Pembentukan badan khusus merupakan amanat putusan Mahkamah Konstitusi Nomor 36/PUU-X/2012 yang membubarkan BP Migas pada 2012. Sejak itu, pengelolaan hulu migas sementara dialihkan kepada SKK Migas yang bersifat ad hoc dan belum memiliki landasan undang-undang.
Ketua Umum Serikat Pekerja SKK Migas Afriandi Eka Prasetya turut menyoroti perlunya reformasi sistem perizinan dan tata ruang agar pengelolaan migas lebih efisien serta tidak tumpang tindih dengan sektor lain. Ia menilai negara lain seperti Malaysia dan Iran berhasil membangun model lembaga tunggal yang memudahkan investor.
“Kami ingin Indonesia memiliki lembaga yang menjadi pintu masuk tunggal bagi investor, seperti Petronas di Malaysia,” katanya dalam rapat bersama Badan Legislasi DPR, 30 Juni 2025.
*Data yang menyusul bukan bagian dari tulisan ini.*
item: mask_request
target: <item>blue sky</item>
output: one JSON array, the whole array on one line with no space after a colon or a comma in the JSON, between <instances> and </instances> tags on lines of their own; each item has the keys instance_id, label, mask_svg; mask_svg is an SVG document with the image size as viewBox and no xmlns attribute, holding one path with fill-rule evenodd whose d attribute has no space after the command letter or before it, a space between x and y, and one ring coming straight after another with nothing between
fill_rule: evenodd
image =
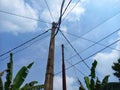
<instances>
[{"instance_id":1,"label":"blue sky","mask_svg":"<svg viewBox=\"0 0 120 90\"><path fill-rule=\"evenodd\" d=\"M53 15L52 19L44 0L0 0L0 11L2 10L36 19L30 20L0 12L0 54L5 53L6 51L20 45L32 37L35 37L36 35L50 29L51 23L53 21L58 21L61 1L62 0L47 0L48 6ZM93 42L85 39L97 42L120 28L120 1L81 0L78 5L67 15L77 1L79 0L74 0L71 2L65 15L63 16L61 30L69 39L74 48L80 52L81 57L85 59L91 54L94 54L105 46L113 43L117 39L120 39L120 31L117 31L99 43L104 46L96 44L85 50L93 44ZM66 0L65 6L68 2L69 0ZM41 22L42 20L45 22ZM67 33L82 36L85 39L77 38ZM45 36L48 37L44 38ZM20 67L23 65L28 65L30 62L34 61L35 64L30 70L25 82L37 80L39 83L44 83L49 39L50 31L33 42L30 42L13 51L13 53L15 53L14 75ZM61 71L61 44L65 45L65 60L68 60L71 56L76 54L61 33L58 33L55 44L55 73ZM29 45L31 46L24 49ZM96 72L100 80L103 76L110 74L109 81L116 82L118 80L112 75L113 71L111 69L111 65L120 57L120 51L118 51L120 50L120 42L112 45L111 48L107 48L104 51L97 53L93 57L87 59L86 63L91 67L93 60L97 59L98 66ZM19 50L22 51L16 53ZM8 56L9 54L0 57L0 71L6 68L9 58L4 58ZM71 62L72 64L79 61L80 58L78 56L68 60L68 62ZM65 62L66 67L71 66L68 62ZM84 63L79 63L76 67L84 73L85 76L89 75L90 71ZM66 74L68 90L78 90L77 78L79 78L84 84L84 75L78 72L74 67L67 70ZM61 83L61 73L59 73L54 78L54 90L61 90Z\"/></svg>"}]
</instances>

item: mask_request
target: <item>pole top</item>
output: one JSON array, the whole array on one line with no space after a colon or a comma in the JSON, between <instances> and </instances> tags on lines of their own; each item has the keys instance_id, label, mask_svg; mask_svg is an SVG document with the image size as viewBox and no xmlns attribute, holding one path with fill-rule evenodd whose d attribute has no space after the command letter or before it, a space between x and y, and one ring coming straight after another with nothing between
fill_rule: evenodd
<instances>
[{"instance_id":1,"label":"pole top","mask_svg":"<svg viewBox=\"0 0 120 90\"><path fill-rule=\"evenodd\" d=\"M56 28L57 27L57 23L52 22L52 27Z\"/></svg>"},{"instance_id":2,"label":"pole top","mask_svg":"<svg viewBox=\"0 0 120 90\"><path fill-rule=\"evenodd\" d=\"M62 47L64 48L64 44L62 44Z\"/></svg>"}]
</instances>

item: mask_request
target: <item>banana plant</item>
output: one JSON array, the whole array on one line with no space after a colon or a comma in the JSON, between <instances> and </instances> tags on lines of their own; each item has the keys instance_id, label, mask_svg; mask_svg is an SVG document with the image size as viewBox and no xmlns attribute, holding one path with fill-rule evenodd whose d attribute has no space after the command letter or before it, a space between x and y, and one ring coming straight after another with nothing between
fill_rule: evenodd
<instances>
[{"instance_id":1,"label":"banana plant","mask_svg":"<svg viewBox=\"0 0 120 90\"><path fill-rule=\"evenodd\" d=\"M17 73L16 77L13 80L12 83L12 89L13 90L18 90L20 88L20 86L23 84L23 82L25 81L25 78L28 75L29 69L32 67L34 63L30 63L28 66L23 66L19 72Z\"/></svg>"},{"instance_id":2,"label":"banana plant","mask_svg":"<svg viewBox=\"0 0 120 90\"><path fill-rule=\"evenodd\" d=\"M3 90L3 82L2 82L1 76L0 76L0 90Z\"/></svg>"},{"instance_id":3,"label":"banana plant","mask_svg":"<svg viewBox=\"0 0 120 90\"><path fill-rule=\"evenodd\" d=\"M4 84L5 90L10 90L11 83L12 83L12 73L13 73L13 55L10 53L10 62L7 64L7 75L6 75L6 82Z\"/></svg>"},{"instance_id":4,"label":"banana plant","mask_svg":"<svg viewBox=\"0 0 120 90\"><path fill-rule=\"evenodd\" d=\"M25 87L27 89L24 89L25 87L21 88L23 82L25 81L25 78L27 77L29 70L33 66L34 62L30 63L28 66L23 66L18 73L16 74L15 78L13 79L13 60L12 60L12 53L10 53L10 62L7 64L7 70L4 70L0 73L0 90L38 90L37 88L43 89L44 85L36 85L37 82L33 81L28 84L25 84ZM6 81L3 86L3 81L1 76L3 73L6 72ZM31 85L31 86L30 86ZM29 87L29 88L28 88ZM33 89L34 88L34 89Z\"/></svg>"},{"instance_id":5,"label":"banana plant","mask_svg":"<svg viewBox=\"0 0 120 90\"><path fill-rule=\"evenodd\" d=\"M102 80L102 82L98 79L95 73L96 66L97 66L97 61L94 60L94 62L92 63L90 75L84 77L85 84L88 90L101 90L108 83L109 75L106 75Z\"/></svg>"},{"instance_id":6,"label":"banana plant","mask_svg":"<svg viewBox=\"0 0 120 90\"><path fill-rule=\"evenodd\" d=\"M20 90L40 90L44 88L44 85L35 85L37 83L37 81L26 83Z\"/></svg>"}]
</instances>

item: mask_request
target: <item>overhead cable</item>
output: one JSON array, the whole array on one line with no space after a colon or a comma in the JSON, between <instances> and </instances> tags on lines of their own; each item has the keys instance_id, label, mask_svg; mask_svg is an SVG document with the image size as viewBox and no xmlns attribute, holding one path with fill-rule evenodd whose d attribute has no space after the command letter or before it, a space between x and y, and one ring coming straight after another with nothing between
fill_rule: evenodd
<instances>
[{"instance_id":1,"label":"overhead cable","mask_svg":"<svg viewBox=\"0 0 120 90\"><path fill-rule=\"evenodd\" d=\"M38 40L33 41L31 44L27 45L26 47L24 47L24 48L22 48L22 49L19 49L19 50L15 51L15 52L12 52L12 53L13 53L13 54L17 54L17 53L19 53L19 52L21 52L21 51L29 48L29 47L32 46L34 43L36 43L36 42L38 42L38 41L40 41L40 40L45 39L46 37L48 37L48 35L49 35L49 34L45 35L44 37L42 37L42 38L40 38L40 39L38 39ZM9 58L9 55L6 56L6 57L3 58L3 59L0 59L0 62L4 61L4 60L7 59L7 58Z\"/></svg>"},{"instance_id":2,"label":"overhead cable","mask_svg":"<svg viewBox=\"0 0 120 90\"><path fill-rule=\"evenodd\" d=\"M71 63L71 62L69 62L69 61L67 61L66 60L66 62L67 63L69 63L71 66L73 66L73 64ZM83 76L85 76L85 74L82 72L82 71L80 71L76 66L73 66L79 73L81 73Z\"/></svg>"},{"instance_id":3,"label":"overhead cable","mask_svg":"<svg viewBox=\"0 0 120 90\"><path fill-rule=\"evenodd\" d=\"M69 5L70 5L71 2L72 2L72 0L70 0L69 3L67 4L65 10L64 10L63 13L62 13L62 16L65 14L65 12L66 12L66 10L68 9L68 7L69 7Z\"/></svg>"},{"instance_id":4,"label":"overhead cable","mask_svg":"<svg viewBox=\"0 0 120 90\"><path fill-rule=\"evenodd\" d=\"M75 53L79 56L79 58L83 61L83 58L80 56L80 54L78 53L78 51L73 47L73 45L71 44L71 42L67 39L67 37L62 33L62 31L60 30L61 34L63 35L63 37L65 38L65 40L69 43L69 45L71 46L71 48L75 51ZM87 66L87 68L90 70L90 67L87 65L86 62L83 61L83 63Z\"/></svg>"},{"instance_id":5,"label":"overhead cable","mask_svg":"<svg viewBox=\"0 0 120 90\"><path fill-rule=\"evenodd\" d=\"M111 44L109 44L108 46L106 46L106 47L104 47L104 48L100 49L99 51L97 51L97 52L95 52L95 53L91 54L90 56L88 56L88 57L86 57L85 59L83 59L83 61L86 61L87 59L89 59L89 58L93 57L94 55L96 55L96 54L100 53L101 51L103 51L103 50L107 49L108 47L110 47L110 46L112 46L112 45L114 45L114 44L116 44L116 43L118 43L118 42L120 42L120 39L118 39L118 40L114 41L113 43L111 43ZM80 61L78 61L77 63L75 63L75 64L71 65L70 67L67 67L67 68L66 68L66 70L69 70L69 69L70 69L70 68L72 68L73 66L75 66L75 65L77 65L77 64L79 64L79 63L81 63L81 62L83 62L83 61L81 61L81 60L80 60ZM57 72L55 75L57 75L57 74L59 74L59 73L61 73L61 72L62 72L62 71Z\"/></svg>"},{"instance_id":6,"label":"overhead cable","mask_svg":"<svg viewBox=\"0 0 120 90\"><path fill-rule=\"evenodd\" d=\"M35 19L35 18L23 16L23 15L18 15L18 14L15 14L15 13L11 13L11 12L8 12L8 11L4 11L4 10L0 10L0 12L1 12L1 13L4 13L4 14L9 14L9 15L13 15L13 16L25 18L25 19L30 19L30 20L34 20L34 21L43 22L43 23L48 23L48 22L45 22L45 21L43 21L43 20L41 20L41 19ZM49 23L49 24L51 24L51 23Z\"/></svg>"},{"instance_id":7,"label":"overhead cable","mask_svg":"<svg viewBox=\"0 0 120 90\"><path fill-rule=\"evenodd\" d=\"M54 18L53 18L52 12L51 12L51 10L50 10L50 8L49 8L49 5L48 5L47 1L46 1L46 0L44 0L44 1L45 1L45 3L46 3L46 6L47 6L48 11L49 11L49 13L50 13L50 16L51 16L52 20L54 21Z\"/></svg>"},{"instance_id":8,"label":"overhead cable","mask_svg":"<svg viewBox=\"0 0 120 90\"><path fill-rule=\"evenodd\" d=\"M111 35L113 35L114 33L118 32L118 31L120 31L120 28L117 29L117 30L115 30L115 31L113 31L112 33L108 34L107 36L103 37L102 39L98 40L98 41L95 42L94 44L88 46L87 48L85 48L84 50L82 50L82 51L79 52L79 53L83 53L84 51L88 50L89 48L91 48L91 47L93 47L94 45L96 45L97 43L99 43L99 42L105 40L106 38L110 37ZM72 59L72 58L75 57L75 56L77 56L77 54L71 56L70 58ZM70 59L70 58L69 58L69 59Z\"/></svg>"},{"instance_id":9,"label":"overhead cable","mask_svg":"<svg viewBox=\"0 0 120 90\"><path fill-rule=\"evenodd\" d=\"M64 21L65 20L65 18L70 14L70 12L79 4L79 2L80 2L81 0L78 0L77 2L76 2L76 4L71 8L71 10L66 14L66 16L63 18L63 20L62 21Z\"/></svg>"},{"instance_id":10,"label":"overhead cable","mask_svg":"<svg viewBox=\"0 0 120 90\"><path fill-rule=\"evenodd\" d=\"M50 29L49 29L49 30L50 30ZM20 45L18 45L18 46L16 46L16 47L14 47L14 48L12 48L11 50L9 50L9 51L7 51L7 52L5 52L5 53L3 53L3 54L0 54L0 57L2 57L2 56L4 56L4 55L6 55L6 54L8 54L8 53L10 53L10 52L12 52L12 51L18 49L18 48L20 48L20 47L24 46L25 44L27 44L27 43L33 41L34 39L36 39L36 38L38 38L38 37L44 35L44 34L47 33L49 30L47 30L47 31L45 31L45 32L43 32L43 33L41 33L41 34L39 34L39 35L37 35L37 36L31 38L30 40L27 40L26 42L24 42L24 43L22 43L22 44L20 44Z\"/></svg>"},{"instance_id":11,"label":"overhead cable","mask_svg":"<svg viewBox=\"0 0 120 90\"><path fill-rule=\"evenodd\" d=\"M81 36L78 36L78 35L75 35L75 34L72 34L72 33L68 33L68 32L64 32L64 33L66 33L66 34L68 34L68 35L71 35L71 36L74 36L74 37L77 37L77 38L80 38L80 39L83 39L83 40L86 40L86 41L89 41L89 42L92 42L92 43L94 43L94 44L98 44L98 45L100 45L100 46L106 46L106 45L104 45L104 44L101 44L101 43L99 43L99 42L95 42L95 41L93 41L93 40L90 40L90 39L87 39L87 38L84 38L84 37L81 37ZM113 47L109 47L110 49L114 49L114 50L116 50L116 51L120 51L119 49L116 49L116 48L113 48Z\"/></svg>"}]
</instances>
Ia menyebut Indonesia berada di posisi kurang kompetitif dengan hanya satu dari 14 proyek migas yang menarik minat investor. Model pengelolaan yang berlaku saat ini juga dinilai menciptakan ketidakpastian hukum serta memperumit koordinasi lintas kementerian.
Ia mengusulkan reformasi hubungan antara pemerintah dan pelaku usaha. Saat ini, kontrak kerja sama dilakukan dalam bentuk government to business (G to B) melalui SKK Migas. Skema itu lebih tepat diubah menjadi business to business (B to B) dengan menunjuk badan usaha khusus yang sah sebagai pemegang konsesi migas.
“Negara memberi konsesi kepada badan usaha khusus, lalu badan usaha itu yang bermitra secara bisnis dengan investor,” ujarnya.